Additional data from a clinical trial evaluating daclizumab HYP (Zinbryta) showed improvements in cognitive outcome measures for patients with relapsing multiple sclerosis (RMS).
“Zinbryta is an investigational therapy that is thought to work by regulating inflammation without broadly depleting the immune system — an important consideration for people living with the disease,” said Ralph Kern, MD, senior vice president, Worldwide Medical, Biogen. “Zinbryta has been shown to increase certain types of immunoregulatory cells and reduce cells that contribute to neurological injury caused by multiple sclerosis (MS).”
A post-hoc analysis of exploratory efficacy endpoints from a phase 3 study showed an improvement in cognitive outcomes with the administration of Zinbryta compared with interferon beta-1a (Avonex) over a 3-year period.
Other data offers insight into Zinbryta’s targeted mechanism of action by demonstrating that it was not responsible for broad immune cell depletion. Furthermore, its effects on total lymphocyte counts were reversible with about an 8- to 12-week period upon treatment discontinuation.
The post-hoc analysis of safety data revealed that 94% of cutaneous adverse events (AEs) associated with Zinbryta were only mild or moderate in severity.
Serious cutaneous AEs occurred in 2% of patients and were resolved after topical and/or systemic steroids, antihistamines, other therapies, or treatment discontinuation.

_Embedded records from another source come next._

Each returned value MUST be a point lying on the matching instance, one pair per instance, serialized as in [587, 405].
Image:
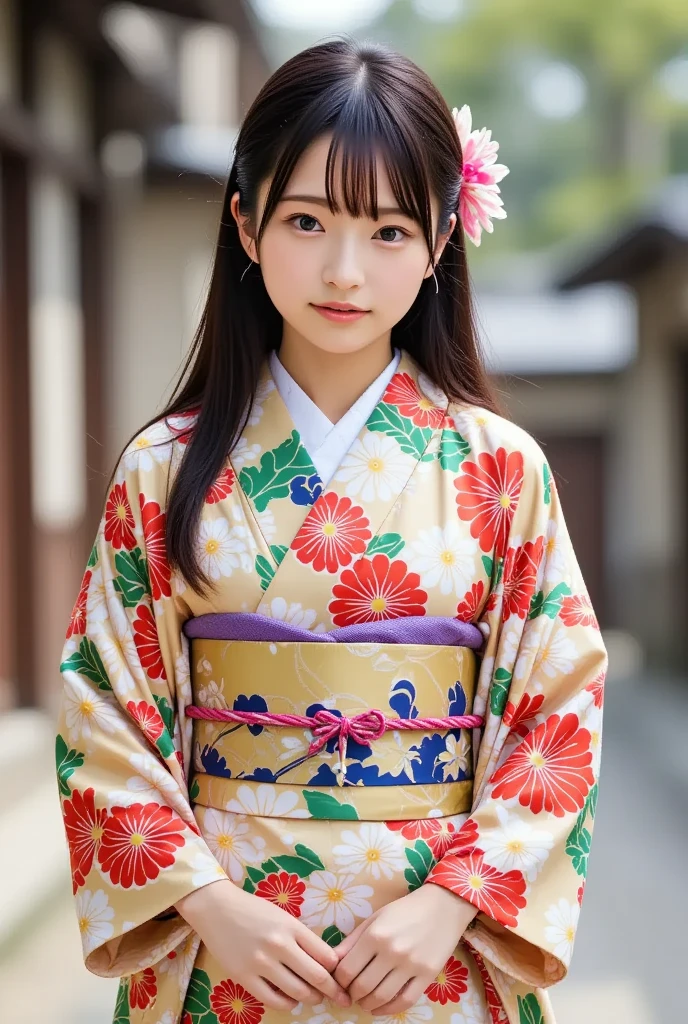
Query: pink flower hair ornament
[479, 200]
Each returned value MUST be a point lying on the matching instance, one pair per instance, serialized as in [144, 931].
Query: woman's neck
[334, 381]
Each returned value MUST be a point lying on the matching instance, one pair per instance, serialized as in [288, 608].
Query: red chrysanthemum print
[449, 983]
[518, 718]
[233, 1005]
[468, 609]
[577, 610]
[147, 718]
[138, 842]
[551, 769]
[487, 495]
[520, 578]
[404, 393]
[156, 548]
[437, 833]
[83, 824]
[142, 989]
[597, 689]
[119, 527]
[333, 532]
[284, 890]
[376, 589]
[498, 1014]
[499, 894]
[78, 616]
[222, 486]
[466, 839]
[147, 643]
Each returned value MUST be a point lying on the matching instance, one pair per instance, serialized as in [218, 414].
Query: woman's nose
[343, 268]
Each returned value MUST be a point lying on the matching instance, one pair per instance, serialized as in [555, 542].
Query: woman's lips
[340, 315]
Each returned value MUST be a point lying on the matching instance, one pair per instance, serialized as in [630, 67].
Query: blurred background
[117, 123]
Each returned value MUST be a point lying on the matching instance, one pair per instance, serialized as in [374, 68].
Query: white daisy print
[292, 612]
[229, 841]
[373, 849]
[375, 468]
[418, 1014]
[516, 845]
[221, 550]
[264, 802]
[444, 557]
[267, 524]
[262, 391]
[96, 598]
[455, 757]
[332, 899]
[94, 915]
[563, 919]
[553, 556]
[243, 453]
[206, 869]
[86, 710]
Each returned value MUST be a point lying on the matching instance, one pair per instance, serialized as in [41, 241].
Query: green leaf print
[321, 805]
[387, 420]
[333, 936]
[122, 1006]
[548, 483]
[87, 663]
[528, 1010]
[385, 544]
[67, 762]
[277, 468]
[453, 450]
[264, 567]
[550, 604]
[198, 994]
[421, 860]
[302, 864]
[591, 802]
[132, 579]
[577, 845]
[499, 693]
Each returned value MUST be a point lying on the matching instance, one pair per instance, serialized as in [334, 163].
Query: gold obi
[266, 769]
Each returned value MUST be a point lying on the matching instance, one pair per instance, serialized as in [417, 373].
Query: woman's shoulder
[486, 431]
[155, 453]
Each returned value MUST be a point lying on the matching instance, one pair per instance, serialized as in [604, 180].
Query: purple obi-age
[379, 712]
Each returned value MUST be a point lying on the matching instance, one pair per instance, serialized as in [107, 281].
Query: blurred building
[114, 120]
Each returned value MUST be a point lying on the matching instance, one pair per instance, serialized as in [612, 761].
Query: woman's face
[310, 257]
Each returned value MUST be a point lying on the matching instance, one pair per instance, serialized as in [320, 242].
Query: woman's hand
[391, 957]
[272, 954]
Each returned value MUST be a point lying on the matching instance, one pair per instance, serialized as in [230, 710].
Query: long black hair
[371, 99]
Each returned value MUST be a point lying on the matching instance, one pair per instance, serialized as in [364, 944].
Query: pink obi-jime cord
[362, 728]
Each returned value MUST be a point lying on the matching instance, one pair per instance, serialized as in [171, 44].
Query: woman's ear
[245, 229]
[441, 242]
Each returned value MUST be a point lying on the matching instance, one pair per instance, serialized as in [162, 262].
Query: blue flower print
[254, 702]
[305, 489]
[213, 764]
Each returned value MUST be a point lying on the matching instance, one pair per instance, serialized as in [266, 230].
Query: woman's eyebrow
[383, 211]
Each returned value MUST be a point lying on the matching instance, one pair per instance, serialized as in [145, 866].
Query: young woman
[333, 683]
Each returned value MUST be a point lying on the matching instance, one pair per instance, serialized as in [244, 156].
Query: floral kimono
[436, 511]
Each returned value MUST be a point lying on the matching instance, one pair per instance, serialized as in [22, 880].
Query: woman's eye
[393, 230]
[305, 222]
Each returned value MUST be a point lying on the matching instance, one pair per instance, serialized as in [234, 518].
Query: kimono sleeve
[521, 856]
[134, 845]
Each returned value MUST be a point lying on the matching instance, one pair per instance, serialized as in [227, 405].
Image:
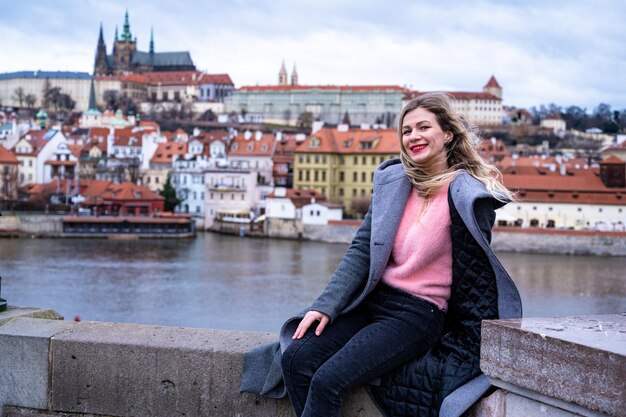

“We are pleased to present additional analyses from the Zinbryta clinical program,” said Michael Severino, MD, executive vice president, research and development and chief scientific officer, AbbVie. “This work provides important insights into the immunology behind Zinbryta. We are very encouraged by the results we have seen from Zinbryta and are focused on bringing a potential new treatment option to patients who suffer from this devastating disease.”
The findings were presented by Biogen and AbbVie at the American Academy of Neurology (AAN) Annual Meeting in Vancouver, Canada.